C’era una volta Ragusa, isola nell’isola, l’Eldorado del petrolio e dell’agroalimentare. E mentre i padri s’incontravano al Foro boario, trattavano mucche e cavalli i figli stavano rintanati nelle cantine a fare musica, a passarsi di mano in mano un basso Rickenbacker rubato ai Camaleonti (e qui s’incontrano cronaca e leggenda), a “riscrivere” i grandi classici del prog rock. Fin qui la favola.
Il resto è storia. Amara, se pensiamo che oggi, Ragusa, non è più quel paradiso. Paradossale, se pensiamo che il commissario Montalbano è riuscito nel miracolo di far convergere nel territorio ibleo un gran numero di turisti. Piacevole, quasi romantica, se teniamo conto che il lavoro di quei figli ribelli degli anni Sessanta e Settanta, assetati di Beatles e Rolling Stones ma anche di Jethro Tull, Genesis e Pink Floyd, ha lasciato che il vento che da queste parti soffia costante, cullasse e cospargesse nella fertile terra iblea il seme della passione musicale.
Una passione che parte da lontano, dai fasti dell’americano di Comiso Adamo, che affonda le radici nell’istrionica passione di gente come il maestro Peppe Arezzo, nel caparbio “esistere” di Bruno Morello che, proprio di recente, ha prestato il suo sax a Keith Tippett, alla vena compositiva di Lorenzo Vizzini fortemente cercato da Mario Lavezzi ed Ornella Vanoni, alla fantastica ascesa dell’ex bambino prodigio Francesco Cafiso, catalputato, nell’ormai lontano 2002, ancora in fasce, alla corte di sua maestà Winton Marsalis. Oggi, prolungare quell’elenco infinito di talenti musicali tocca alla giovanissima Deborah Iurato, che ha tenuto i suoi concittadini e un nugolo abbondante di fan “extraterritoriali” con il fiato sospeso fino all’ultima puntata, la finalissima, di “Amici”. E Suor Cristina da ”The Voice”, capitata tra le diaboliche mani di J-Ax e proiettata, novella Sister Act, nel panorama mondiale.
Il perché di questo fermento musicale qualcuno, qualche “malalingua”, lo ha voluto riportare ad una triste realtà: far musica sopperisce alla mancanza di lavoro.
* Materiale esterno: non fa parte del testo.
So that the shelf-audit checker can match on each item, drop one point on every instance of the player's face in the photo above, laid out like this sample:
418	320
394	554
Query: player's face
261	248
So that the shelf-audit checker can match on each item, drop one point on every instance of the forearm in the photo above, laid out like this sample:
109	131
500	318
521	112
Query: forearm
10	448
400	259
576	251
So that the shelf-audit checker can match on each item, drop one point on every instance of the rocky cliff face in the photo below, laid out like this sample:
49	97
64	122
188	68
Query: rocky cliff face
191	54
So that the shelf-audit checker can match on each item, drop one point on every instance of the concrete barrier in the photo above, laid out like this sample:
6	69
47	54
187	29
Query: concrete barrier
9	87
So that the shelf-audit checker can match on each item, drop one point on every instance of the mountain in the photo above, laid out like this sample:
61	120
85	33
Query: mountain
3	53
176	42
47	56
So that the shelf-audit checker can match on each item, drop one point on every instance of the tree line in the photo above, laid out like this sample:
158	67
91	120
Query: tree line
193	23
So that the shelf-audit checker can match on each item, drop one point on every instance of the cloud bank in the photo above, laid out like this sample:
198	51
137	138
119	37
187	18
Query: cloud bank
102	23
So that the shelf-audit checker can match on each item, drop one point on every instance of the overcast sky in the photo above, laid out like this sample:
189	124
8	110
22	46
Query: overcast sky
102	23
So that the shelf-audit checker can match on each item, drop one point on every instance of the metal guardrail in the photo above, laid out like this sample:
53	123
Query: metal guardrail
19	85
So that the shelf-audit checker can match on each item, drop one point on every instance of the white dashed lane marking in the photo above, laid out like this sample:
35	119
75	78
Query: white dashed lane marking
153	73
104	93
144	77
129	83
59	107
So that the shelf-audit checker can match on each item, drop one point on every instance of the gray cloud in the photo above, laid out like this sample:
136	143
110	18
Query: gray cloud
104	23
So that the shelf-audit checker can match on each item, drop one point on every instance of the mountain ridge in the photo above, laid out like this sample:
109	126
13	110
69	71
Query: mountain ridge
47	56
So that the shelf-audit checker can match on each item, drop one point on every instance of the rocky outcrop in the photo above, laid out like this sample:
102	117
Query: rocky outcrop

Sarà pur vero che la crisi globale ha lasciato la sua impronta anche sul ricco e laborioso Sud Est dell’isola, ma vorremmo ricordare a chi si lascia andare a tali elucubrazioni, che con la musica nessuno (o quasi) si è mai arricchito. Almeno nel portafogli. Al contrario, la cultura, la musica, l’arte in genere, sono la traccia indelebile della voglia di riscatto di una terra seconda a nessuno.